Management’s Discussion and Analysis

Results of Operations

Consolidated Review

                               
  Revenues   Operating Profit
  Years Ended
December 31,
  % change   Years Ended
December 31,
  % change
(In millions)   2004 2003 2002   2004 2003   2004 2003 2002   2004 2003
Business Segments
Brink’s $ 1,931.9 1,689.0 1,579.9   14 7   $ 144.7 112.5 96.1   29 17
BHS   345.6 310.4 282.4   11 10   80.8 71.2 60.9   13 17
BAX Global   2,440.6 1,999.2 1,871.5   22 7   56.2 3.0 17.6   200+ (83)
Business segments   4,718.1 3,998.6 3,733.8   18 7   281.7 186.7 174.6   51 7
Corporate   - - -   - -   (45.9) (27.8) (23.1)   65 20
Gain on sale of equity interest   - - -   - -   - 10.4 -   (100) NM
Former coal operations   - - -   - -   (45.9) (69.5) (19.2)   34 (200+)
  $ 4,718.1 3,998.6 3,733.8   18 7   $ 189.9 99.8 132.3   90 (25)

Revenues in 2004 were 18% higher than 2003 because of growth in all segments and changes in currency exchange rates. Operating profit increased 90% in 2004 due to improved operating performance by the Company’s business segments, particularly at BAX Global, and lower expenses related to former coal operations. These improvements were partially offset by higher corporate expenses and the nonrecurrence of the 2003 gain on the sale of an equity investment.

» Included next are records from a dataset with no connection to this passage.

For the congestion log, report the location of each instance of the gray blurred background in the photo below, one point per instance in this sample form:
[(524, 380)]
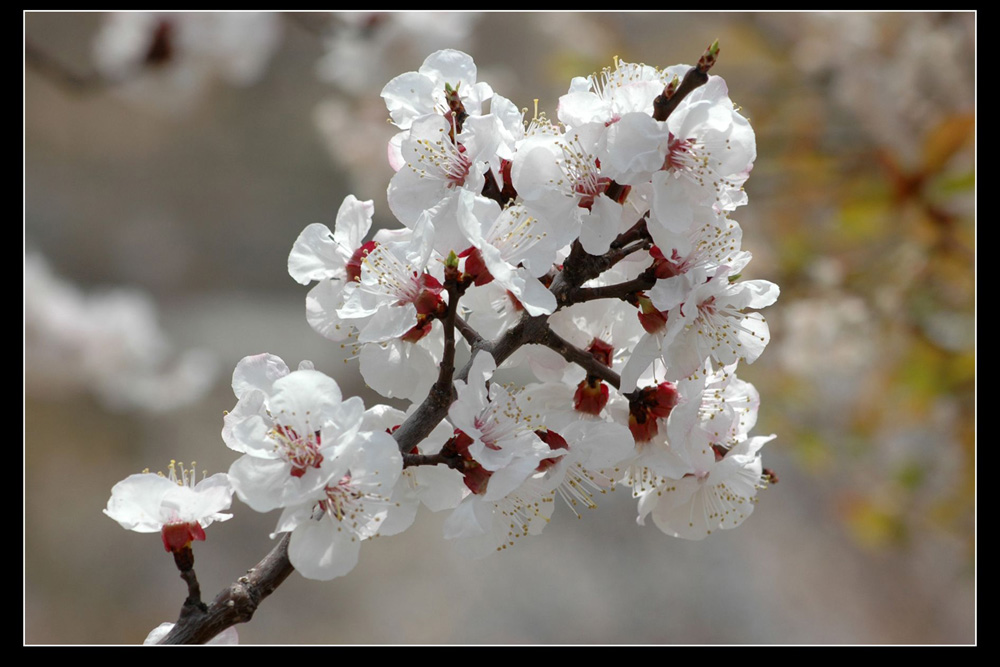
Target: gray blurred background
[(861, 209)]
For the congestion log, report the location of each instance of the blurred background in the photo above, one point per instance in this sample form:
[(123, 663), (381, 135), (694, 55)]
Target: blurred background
[(170, 163)]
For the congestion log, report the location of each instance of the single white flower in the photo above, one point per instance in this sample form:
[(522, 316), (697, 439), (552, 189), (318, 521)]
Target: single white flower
[(328, 527), (177, 505), (292, 429)]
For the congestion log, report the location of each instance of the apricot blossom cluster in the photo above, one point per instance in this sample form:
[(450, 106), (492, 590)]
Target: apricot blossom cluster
[(595, 253)]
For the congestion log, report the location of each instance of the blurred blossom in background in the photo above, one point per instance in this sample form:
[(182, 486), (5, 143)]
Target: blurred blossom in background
[(172, 159)]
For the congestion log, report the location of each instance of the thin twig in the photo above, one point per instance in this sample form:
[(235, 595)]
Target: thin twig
[(581, 358), (235, 604)]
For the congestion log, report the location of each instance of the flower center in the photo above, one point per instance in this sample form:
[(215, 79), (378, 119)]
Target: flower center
[(302, 452)]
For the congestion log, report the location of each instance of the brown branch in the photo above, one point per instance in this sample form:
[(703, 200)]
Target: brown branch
[(581, 358), (622, 291), (410, 460), (235, 604), (696, 77)]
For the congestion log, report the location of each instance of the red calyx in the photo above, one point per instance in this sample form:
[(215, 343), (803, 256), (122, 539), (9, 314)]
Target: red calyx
[(591, 396), (663, 267), (178, 536), (647, 406), (475, 267), (601, 351), (354, 264), (554, 441), (474, 475), (651, 319)]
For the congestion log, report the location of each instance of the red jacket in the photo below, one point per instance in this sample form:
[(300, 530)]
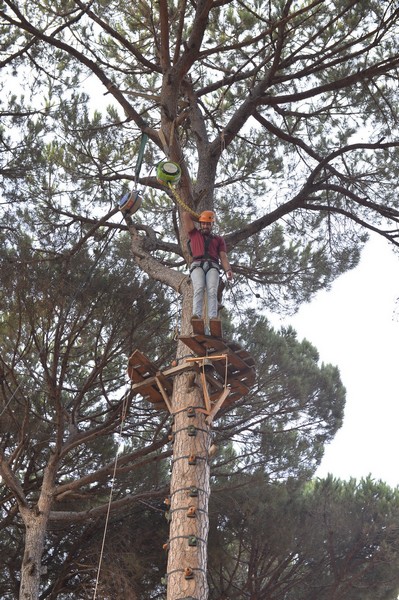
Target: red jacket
[(197, 243)]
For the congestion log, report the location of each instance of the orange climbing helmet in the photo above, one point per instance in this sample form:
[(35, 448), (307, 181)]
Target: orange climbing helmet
[(207, 216)]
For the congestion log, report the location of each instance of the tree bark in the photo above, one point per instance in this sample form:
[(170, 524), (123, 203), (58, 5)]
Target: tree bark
[(189, 494), (190, 486), (35, 521)]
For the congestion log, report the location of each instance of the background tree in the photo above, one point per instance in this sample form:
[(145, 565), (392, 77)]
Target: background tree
[(280, 115), (327, 539)]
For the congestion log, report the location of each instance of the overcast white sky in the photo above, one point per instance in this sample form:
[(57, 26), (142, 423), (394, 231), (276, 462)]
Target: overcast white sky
[(354, 326)]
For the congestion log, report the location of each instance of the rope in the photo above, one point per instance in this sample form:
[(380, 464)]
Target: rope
[(180, 200), (143, 142), (12, 396), (124, 407)]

Revenues in 2003 were 7% higher than 2002 because of growth in all business segments and changes in currency exchange rates. Operating profit in 2003 was 25% lower than in the prior year primarily because the cost of retiree and other benefits and other costs related to the former coal business were classified within former coal operations in continuing operations. Prior to 2003, these expenses were recorded within discontinued operations. Operating profit was stronger at Brink’s and BHS on growth in these businesses, offset by lower profits at BAX Global primarily due to the effects of soft demand for air freight services for most of 2003. Demand for air freight services began to improve in the fourth quarter of 2003. This trend has continued through 2004.

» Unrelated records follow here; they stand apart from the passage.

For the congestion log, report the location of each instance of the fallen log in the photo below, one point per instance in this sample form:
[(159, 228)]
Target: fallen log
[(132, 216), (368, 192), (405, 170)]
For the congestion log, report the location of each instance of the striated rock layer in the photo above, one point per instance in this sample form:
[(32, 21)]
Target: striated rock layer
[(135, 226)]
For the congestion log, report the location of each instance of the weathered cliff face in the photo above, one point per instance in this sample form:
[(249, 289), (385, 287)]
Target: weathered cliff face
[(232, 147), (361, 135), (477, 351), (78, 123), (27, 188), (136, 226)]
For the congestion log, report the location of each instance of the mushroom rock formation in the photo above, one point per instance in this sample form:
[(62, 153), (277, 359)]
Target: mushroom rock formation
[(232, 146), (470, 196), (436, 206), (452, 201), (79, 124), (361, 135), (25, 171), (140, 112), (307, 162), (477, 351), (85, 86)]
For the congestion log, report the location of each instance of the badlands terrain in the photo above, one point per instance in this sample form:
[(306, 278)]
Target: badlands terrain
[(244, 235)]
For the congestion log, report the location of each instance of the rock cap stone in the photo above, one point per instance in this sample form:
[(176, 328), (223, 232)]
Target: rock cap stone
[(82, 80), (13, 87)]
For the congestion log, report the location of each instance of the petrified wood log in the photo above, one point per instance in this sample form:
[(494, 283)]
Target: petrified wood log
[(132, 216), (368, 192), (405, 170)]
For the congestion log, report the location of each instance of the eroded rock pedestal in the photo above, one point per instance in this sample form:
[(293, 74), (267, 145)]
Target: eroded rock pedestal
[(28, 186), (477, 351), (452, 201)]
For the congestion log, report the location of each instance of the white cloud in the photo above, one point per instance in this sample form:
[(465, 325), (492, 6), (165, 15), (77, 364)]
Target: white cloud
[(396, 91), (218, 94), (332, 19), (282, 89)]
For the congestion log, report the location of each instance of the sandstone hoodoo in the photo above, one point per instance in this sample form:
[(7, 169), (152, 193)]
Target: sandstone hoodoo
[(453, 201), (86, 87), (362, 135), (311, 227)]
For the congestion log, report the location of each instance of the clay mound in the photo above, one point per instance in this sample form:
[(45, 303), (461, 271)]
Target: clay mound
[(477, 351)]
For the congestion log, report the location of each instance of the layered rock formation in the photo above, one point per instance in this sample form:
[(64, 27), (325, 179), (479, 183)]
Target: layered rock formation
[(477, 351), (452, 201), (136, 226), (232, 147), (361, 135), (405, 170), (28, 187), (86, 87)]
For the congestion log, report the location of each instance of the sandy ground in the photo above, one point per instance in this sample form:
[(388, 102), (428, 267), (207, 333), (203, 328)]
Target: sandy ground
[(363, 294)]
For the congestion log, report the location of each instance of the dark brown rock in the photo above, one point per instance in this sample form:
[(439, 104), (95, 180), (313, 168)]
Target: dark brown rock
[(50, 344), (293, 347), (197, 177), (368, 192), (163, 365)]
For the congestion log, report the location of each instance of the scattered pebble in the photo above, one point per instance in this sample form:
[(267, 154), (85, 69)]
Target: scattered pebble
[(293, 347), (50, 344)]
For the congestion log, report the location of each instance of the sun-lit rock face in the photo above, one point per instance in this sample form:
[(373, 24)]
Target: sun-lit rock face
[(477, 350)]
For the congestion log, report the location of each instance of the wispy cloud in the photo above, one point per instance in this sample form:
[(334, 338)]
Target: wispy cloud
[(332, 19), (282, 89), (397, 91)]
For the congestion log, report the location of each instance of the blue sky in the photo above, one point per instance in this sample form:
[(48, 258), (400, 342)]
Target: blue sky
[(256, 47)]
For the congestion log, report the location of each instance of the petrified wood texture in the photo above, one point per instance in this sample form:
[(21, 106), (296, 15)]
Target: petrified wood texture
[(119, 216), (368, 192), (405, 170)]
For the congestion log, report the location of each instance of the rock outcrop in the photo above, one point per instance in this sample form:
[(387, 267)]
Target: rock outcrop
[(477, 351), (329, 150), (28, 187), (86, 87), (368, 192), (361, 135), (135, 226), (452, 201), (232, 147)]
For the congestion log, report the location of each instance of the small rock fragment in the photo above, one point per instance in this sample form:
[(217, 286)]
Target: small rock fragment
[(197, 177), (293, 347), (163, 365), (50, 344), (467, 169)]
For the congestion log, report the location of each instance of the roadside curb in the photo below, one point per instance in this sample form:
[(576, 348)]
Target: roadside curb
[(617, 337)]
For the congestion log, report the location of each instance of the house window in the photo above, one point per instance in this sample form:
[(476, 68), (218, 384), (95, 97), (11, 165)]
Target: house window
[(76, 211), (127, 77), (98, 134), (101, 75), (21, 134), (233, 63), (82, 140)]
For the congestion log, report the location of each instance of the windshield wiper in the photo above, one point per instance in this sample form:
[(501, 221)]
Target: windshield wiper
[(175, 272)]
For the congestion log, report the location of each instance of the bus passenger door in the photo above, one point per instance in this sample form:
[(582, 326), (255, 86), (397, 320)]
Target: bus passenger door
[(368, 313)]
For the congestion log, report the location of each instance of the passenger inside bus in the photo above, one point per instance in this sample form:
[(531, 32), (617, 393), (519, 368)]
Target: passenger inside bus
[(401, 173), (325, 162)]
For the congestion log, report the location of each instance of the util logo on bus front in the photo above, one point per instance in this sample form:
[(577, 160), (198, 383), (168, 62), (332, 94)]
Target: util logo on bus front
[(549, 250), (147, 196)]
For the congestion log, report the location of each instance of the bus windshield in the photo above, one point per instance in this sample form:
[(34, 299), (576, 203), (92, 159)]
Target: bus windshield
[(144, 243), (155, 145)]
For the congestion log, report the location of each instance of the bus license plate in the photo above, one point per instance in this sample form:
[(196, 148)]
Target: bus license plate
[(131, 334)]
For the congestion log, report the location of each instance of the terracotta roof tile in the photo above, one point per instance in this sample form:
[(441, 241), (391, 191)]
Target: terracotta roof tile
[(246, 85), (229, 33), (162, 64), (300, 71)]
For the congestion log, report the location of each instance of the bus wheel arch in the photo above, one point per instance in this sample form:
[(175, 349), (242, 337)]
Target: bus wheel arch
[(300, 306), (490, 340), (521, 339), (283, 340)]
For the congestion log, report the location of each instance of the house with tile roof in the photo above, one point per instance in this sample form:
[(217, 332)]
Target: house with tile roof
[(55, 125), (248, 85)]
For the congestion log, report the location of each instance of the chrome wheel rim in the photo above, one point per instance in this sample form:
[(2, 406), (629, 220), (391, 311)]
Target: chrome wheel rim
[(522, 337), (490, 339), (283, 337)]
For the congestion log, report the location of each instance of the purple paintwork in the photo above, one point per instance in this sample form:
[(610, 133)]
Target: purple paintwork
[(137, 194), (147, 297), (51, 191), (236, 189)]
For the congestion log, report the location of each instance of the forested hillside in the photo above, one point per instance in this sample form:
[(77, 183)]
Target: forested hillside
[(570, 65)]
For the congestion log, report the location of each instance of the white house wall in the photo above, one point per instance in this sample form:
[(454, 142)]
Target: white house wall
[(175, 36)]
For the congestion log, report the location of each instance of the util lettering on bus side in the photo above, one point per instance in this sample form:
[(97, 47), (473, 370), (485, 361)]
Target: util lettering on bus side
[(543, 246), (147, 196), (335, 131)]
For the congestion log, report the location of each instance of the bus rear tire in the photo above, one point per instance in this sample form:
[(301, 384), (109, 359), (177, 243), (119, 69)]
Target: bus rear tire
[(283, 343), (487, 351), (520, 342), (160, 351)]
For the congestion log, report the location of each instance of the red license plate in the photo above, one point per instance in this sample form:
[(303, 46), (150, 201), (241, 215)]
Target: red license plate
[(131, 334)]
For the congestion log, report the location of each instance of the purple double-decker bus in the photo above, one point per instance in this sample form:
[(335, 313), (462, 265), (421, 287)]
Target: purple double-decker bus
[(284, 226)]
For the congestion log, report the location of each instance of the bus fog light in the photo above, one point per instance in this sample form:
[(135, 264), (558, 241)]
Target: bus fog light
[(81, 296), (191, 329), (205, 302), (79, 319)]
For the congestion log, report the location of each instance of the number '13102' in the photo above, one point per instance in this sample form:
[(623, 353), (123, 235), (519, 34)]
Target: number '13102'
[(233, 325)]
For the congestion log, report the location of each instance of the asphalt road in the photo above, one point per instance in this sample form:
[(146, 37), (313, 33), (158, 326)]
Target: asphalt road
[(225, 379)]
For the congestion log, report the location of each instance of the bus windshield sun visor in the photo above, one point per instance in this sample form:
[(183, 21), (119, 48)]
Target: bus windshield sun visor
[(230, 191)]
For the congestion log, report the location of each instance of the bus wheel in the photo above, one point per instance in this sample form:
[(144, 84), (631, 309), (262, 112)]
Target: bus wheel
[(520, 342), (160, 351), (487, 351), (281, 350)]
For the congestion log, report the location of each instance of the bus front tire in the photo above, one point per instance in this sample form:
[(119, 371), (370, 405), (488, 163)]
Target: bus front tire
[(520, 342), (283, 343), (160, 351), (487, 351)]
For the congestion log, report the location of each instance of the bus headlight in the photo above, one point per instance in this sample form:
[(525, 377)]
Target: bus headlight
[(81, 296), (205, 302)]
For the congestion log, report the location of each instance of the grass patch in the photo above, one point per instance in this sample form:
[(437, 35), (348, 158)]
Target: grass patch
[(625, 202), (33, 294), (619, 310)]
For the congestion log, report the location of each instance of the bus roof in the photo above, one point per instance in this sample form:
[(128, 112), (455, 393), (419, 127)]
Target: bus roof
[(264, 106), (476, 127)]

For subsidiaries outside the U.S., U.S. dollar revenue growth rates include the effect of changes in currency exchange rates. On occasion in this report, the change in revenue versus the prior year has been disclosed using constant exchange rates in order to provide information about growth rates without the impacts of changing foreign currency exchange rates. Relative to most other currencies relevant to the Company, the U.S. dollar weakened in 2004 and 2003 compared to the respective prior-year periods, so growth at constant-currency exchange rates was lower than growth computed using actual currency exchange rates. Changes in currency exchange rates did not materially affect period-to-period comparisons of segment operating profit for the periods presented herein.